Autism spectrum disorder (ASD) and Intellectual Disability (ID) are complex neuropsychiatric disorders characterized by extensive clinical and genetic heterogeneity and with overlapping risk factors. The aim of my project was to further investigate the role of Copy Numbers Variants (CNVs), identified through genome-wide studies performed by the Autism Geome Project (AGP) and the CHERISH consortium in large cohorts of ASD and ID cases, respectively. Specifically, I focused on four rare genic CNVs, selected on the basis of their impact on interesting ASD/ID candidate genes: a) a compound heterozygous deletion involving CTNNA3, predicted to cause the lack of functional protein; b) a 15q13.3 duplication containing CHRNA7; c) a 2q31.1 microdeletion encompassing KLHL23, SSB and METTL5; d) Lastly, I investigated the putative imprinting regulation of the CADPS2 gene, disrupted by a maternal deletion in two siblings with ASD and ID. This study provides further evidence for the role of CTNNA3, CHRNA7, KLHL23 and CADPS2 as ASD and/or ID susceptibility genes, and highlights that rare genetic variation contributes to disease risk in different ways: some rare mutations, such as those impacting CTNNA3, act in a recessive mode of inheritance, while other CNVs, such as those occurring in the 15q13.3 region, are implicated in multiple developmental and/or neurological disorders possibly interacting with other susceptibility variants elsewhere in the genome. On the other hand, the discovery of a tissue-specific monoallelic expression for the CADPS2 gene, implicates the involvement of epigenetic regulatory mechanisms as risk factors conferring susceptibility to ASD/ID.

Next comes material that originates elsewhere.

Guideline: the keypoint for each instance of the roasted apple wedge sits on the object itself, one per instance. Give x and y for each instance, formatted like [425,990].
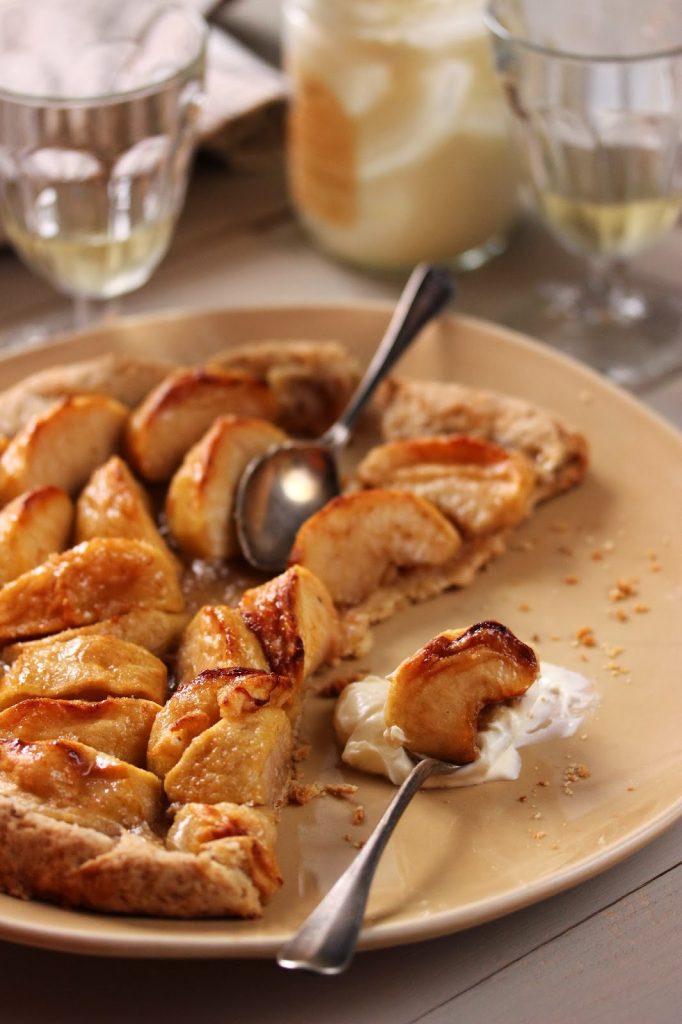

Contribution of rare damaging variants in Autism Spectrum Disorder

Autism Spectrum Disorder (ASD) is a heterogeneous and highly heritable neurodevelopmental disorder with a complex genetic architecture, consisting of a combination of common low-risk and more penetrant rare variants. This PhD project aimed to explore the contribution of rare variants in ASD susceptibility through NGS approaches in a cohort of 106 ASD families including 125 ASD individuals. Firstly, I explored the contribution of inherited rare variants towards the ASD phenotype in a girl with a maternally inherited pathogenic NRXN1 deletion. Whole exome sequencing of the trio family identified an increased burden of deleterious variants in the proband that could modulate the CNV penetrance and determine the disease development. In the second part of the project, I investigated the role of rare variants emerging from whole genome sequencing in ASD aetiology. To properly manage and analyse sequencing data, a robust and efficient variant filtering and prioritization pipeline was developed, and by its application a stringent set of rare recessive-acting and ultra-rare variants was obtained. As a first follow-up, I performed a preliminary analysis on de novo variants, identifying the most likely deleterious variants and highlighting candidate genes for further analyses. In the third part of the project, considering the well-established involvement of calcium signalling in the molecular bases of ASD, I investigated the role of rare variants in voltage-gated calcium channels genes, that mainly regulate intracellular calcium concentration, and whose alterations have been correlated with enhanced ASD risk. Specifically, I functionally tested the effect of rare damaging variants identified in CACNA1H, showing that CACNA1H variation may be involved in ASD development by additively combining with other high risk variants. This project highlights the challenges in the analysis and interpretation of variants from NGS analysis in ASD, and underlines the importance of a comprehensive assessment of the genomic landscape of ASD individuals.